Another important thing is the Postgres node. The insert operation expects the following parameters through its input:
- correlation_id.
- message.
- metadata.
That's why the previous Code node has this part in its implementation:
$input.item.json.correlation_id = transactionId
$input.item.json.message = 'purchase'
$input.item.json.metadata = body
Queue sniffer
This is the workflow that checks the queue statistics:
Let's describe some nodes 😃. The Schedule Trigger node is configured to run every 5 minutes with the cron ***/5 * * * ***. The node, right after it, makes an HTTP request to get all the queue statistics. This request requires a basic HTTP authentication. See where it's configured and its output after its execution:
After that, a code checks if each queue statistic is eligible for the next step according to the defined business rules:
const items = $input.all()
const filteredItems = []
for (const { json: queueStatistics } of items) {
console.log(`Queue being evaluated: ${queueStatistics.name}`)
const currentNumberOfConsumers = queueStatistics.consumers
const currentNumberOfMessages = queueStatistics.messages
const isEligible = currentNumberOfConsumers < 50 || currentNumberOfMessages > 100_000
if (isEligible) {
filteredItems.push(queueStatistics)
}
}
return filteredItems
While testing the code above, it's possible getting the result of console.log
through the browser, which is handy for debugging purposes.
The next node prepares the data to be sent to our API:
const uuid = require("uuid")
const transactionId = uuid.v4()
console.log(`Generated transaction ID: ${transactionId}`)
const items = $input.all()
const bodies = []
for (const { json: filteredQueueStatistics } of items) {
const body = {
correlation_id: transactionId,
action: "alarm",
metadata: filteredQueueStatistics,
}
bodies.push(body)
}
return bodies
Leaving it running for a time during my tests, that's what I can see on Django Admin:
Abandoned carts
This also has a trigger by a CRON expression.
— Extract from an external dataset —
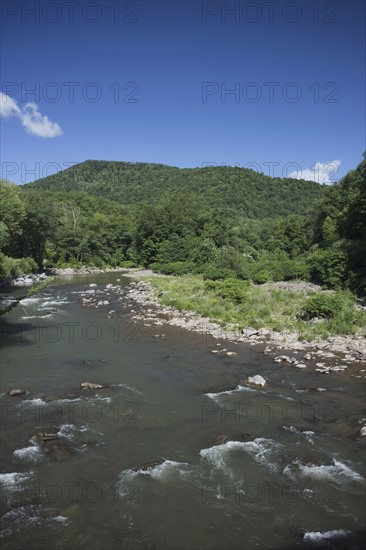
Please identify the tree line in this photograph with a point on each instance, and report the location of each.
(220, 222)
The difference is that the database provides the data to be evaluated:
This is the DQL:
SELECT COUNT(*)
FROM tmp_random_table
WHERE created_at BETWEEN NOW() - INTERVAL '1 HOUR' AND NOW();
The IF node checks if the returned value from the previous node is greater or equal to 5. The image below illustrates a false result:
The rest of the nodes follow the same pattern as the previous workflows.
Conclusion
N8N is easy and pretty straightforward, even for critical topics, such as dealing with errors or how to monitor workflow errors. They are well-covered 😍.
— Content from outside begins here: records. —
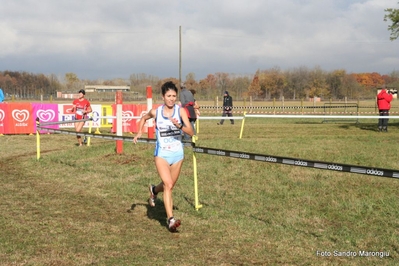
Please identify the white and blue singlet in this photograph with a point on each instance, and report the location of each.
(169, 144)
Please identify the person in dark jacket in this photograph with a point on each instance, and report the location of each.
(384, 99)
(227, 108)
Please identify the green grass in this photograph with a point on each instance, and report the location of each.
(88, 205)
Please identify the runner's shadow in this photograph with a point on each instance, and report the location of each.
(157, 213)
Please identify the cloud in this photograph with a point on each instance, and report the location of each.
(110, 39)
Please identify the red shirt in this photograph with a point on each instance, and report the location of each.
(81, 106)
(384, 100)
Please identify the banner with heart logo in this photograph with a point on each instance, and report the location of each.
(3, 113)
(46, 113)
(19, 119)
Now, why build a conventional backend solution if we can use N8N? That question appeared to me when I created my first workflow. It's easy to create a prototype or even proof of concept projects. However, as the integration evolves and more complicated scenarios are demanded, this may be the moment to move to a more professional solution. By the way, the only thing that concerns me is the quality of the projects. How do we test complex scenarios without breaking what exists? There are some approaches, but something still needs to be better defined.
See everything we did here on GitHub.
Posted listening to Come Anytime, Hoodoo Gurus 🎶.